The 2007–08 season saw Basso came within one game of reaching the Premier League, but the Robins lost the Championship Play-off Final to Hull City.

He remained the club's number one for the following campaign that saw a mid-table finish, but in July 2009 it was reported that he had rejected a new contract and subsequently handed in a transfer request. Despite rumours of moves to other clubs in the close season, Basso remained at the club for the majority of the 2009–10 season, but made only four appearances, as relations soured between him and the club. On 5 March 2010, his contract was terminated, ending his five-year stay at the club.

Basso remained a free agent until 31 January 2011, when he joined Premier League side Wolverhampton Wanderers on a short-term contract until the end of the season, after having trained with the club for two weeks. Following the end of his contract at Wolves, Basso was a free agent for a short while before moving to Hull City on a one-year contract, with the option of a second in the club's favour, after a successful trial. He made his debut on 9 August 2011 at the KC Stadium in a 0–2 defeat by Macclesfield Town in the League Cup. He made his league debut on 20 August 2011 at the KC Stadium in a 0–1 defeat by Crystal Palace. He played for F.C. United of Manchester in the second half of their pre-season friendly versus Hereford F.C. at Broadhurst Park on Saturday 23 July 2016, but eventually he went on to sign for Truro City in August.

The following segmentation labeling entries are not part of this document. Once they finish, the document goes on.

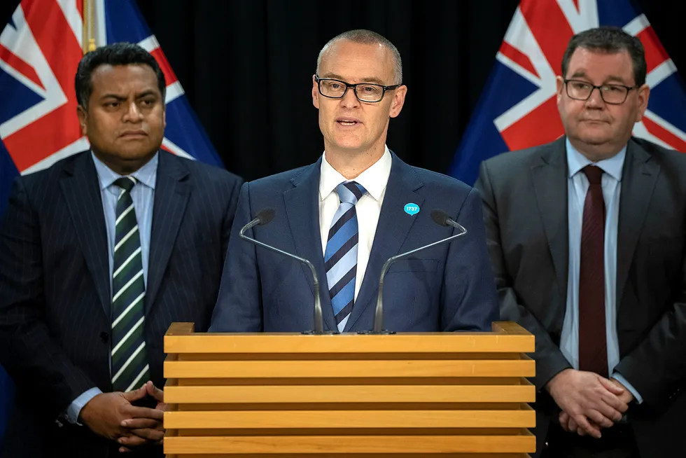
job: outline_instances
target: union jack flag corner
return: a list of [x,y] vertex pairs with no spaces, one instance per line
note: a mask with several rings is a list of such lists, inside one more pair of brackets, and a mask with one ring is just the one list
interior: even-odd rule
[[629,0],[522,0],[449,174],[469,184],[481,162],[540,145],[564,133],[555,77],[572,36],[601,25],[622,27],[645,48],[648,107],[634,134],[686,152],[686,90],[648,18]]

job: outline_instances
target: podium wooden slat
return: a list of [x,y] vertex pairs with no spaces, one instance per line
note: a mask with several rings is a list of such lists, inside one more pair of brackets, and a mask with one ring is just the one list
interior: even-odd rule
[[164,451],[176,458],[522,458],[536,448],[533,336],[164,337]]
[[291,385],[167,387],[164,399],[181,403],[533,403],[536,387],[522,385]]

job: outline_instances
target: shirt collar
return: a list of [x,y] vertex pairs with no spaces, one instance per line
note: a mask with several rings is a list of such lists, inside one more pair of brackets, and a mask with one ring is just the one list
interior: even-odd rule
[[[115,181],[124,176],[112,170],[104,162],[98,159],[92,151],[90,152],[93,158],[93,162],[95,164],[95,170],[98,174],[98,181],[100,182],[100,189],[107,189],[111,186]],[[141,167],[130,176],[133,176],[136,180],[146,185],[151,189],[155,189],[155,183],[158,176],[158,162],[159,161],[160,153],[156,153],[153,158],[148,161],[145,165]]]
[[[391,156],[391,151],[388,151],[388,147],[386,146],[386,151],[384,151],[384,155],[379,160],[358,175],[354,181],[361,184],[367,193],[374,200],[379,200],[384,193],[386,185],[388,184],[392,163],[393,158]],[[333,192],[339,184],[344,181],[350,181],[329,164],[328,161],[326,160],[326,151],[324,151],[321,158],[320,170],[319,198],[323,200]]]
[[565,144],[567,147],[567,167],[569,172],[569,178],[572,178],[577,174],[584,167],[589,164],[594,164],[603,169],[603,172],[608,174],[617,181],[622,181],[622,169],[624,165],[624,158],[626,156],[626,146],[624,146],[619,153],[609,159],[603,159],[597,162],[594,162],[583,154],[580,153],[574,146],[572,146],[569,139],[566,139]]

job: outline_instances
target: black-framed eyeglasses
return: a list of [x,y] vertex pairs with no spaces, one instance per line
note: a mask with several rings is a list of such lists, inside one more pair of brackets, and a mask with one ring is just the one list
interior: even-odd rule
[[352,88],[358,100],[370,103],[381,102],[386,94],[386,91],[397,89],[401,85],[394,84],[391,86],[384,86],[371,83],[350,84],[332,78],[319,78],[316,75],[314,76],[314,80],[319,86],[319,93],[325,97],[342,99],[345,97],[346,92],[348,92],[348,88]]
[[567,95],[575,100],[588,100],[594,90],[597,89],[601,97],[606,104],[621,105],[626,100],[629,92],[638,86],[625,86],[622,84],[603,84],[600,86],[591,84],[582,80],[564,80],[567,88]]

In December 2016, having been released by Truro City, Basso joined F.C. United of Manchester. He left the club in March 2017 to join Hartlepool United as a goalkeeper coach.

In August 2017 he rejoined FC United as goalkeeping cover. and also played for Radcliffe Borough

Coaching career
On 21 March 2017, Basso joined Hartlepool United as a goalkeeper coach. At the end of the season, Basso left the club.

Basso then joined Nuneaton Borough on 2 August 2018 as goalkeeper coach, but was also registered as a player. He was at the club until 6 February 2019, when he joined Grantham Town, also as a goalkeeper coach.

On the 25 June 2021, he was appointed the new first team goalkeeper coach at Sheffield Wednesday.

Personal life
Basso is a devout Christian.

References

External links

1975 births
Living people
People from Jundiaí
Brazilian footballers
Association football goalkeepers
Associação Atlética Ponte Preta players
Club Athletico Paranaense players
St Albans City F.C. players
Woking F.C. players
Bristol City F.C. players
Wolverhampton Wanderers F.C. players
Hull City A.F.C. players
English Football League players
Expatriate footballers in England
Brazilian expatriate sportspeople in England
F.C. United of Manchester players
Radcliffe F.C. players
Nuneaton Borough F.C. players
Hartlepool United F.C. non-playing staff
Association football goalkeeping coaches
Footballers from São Paulo (state)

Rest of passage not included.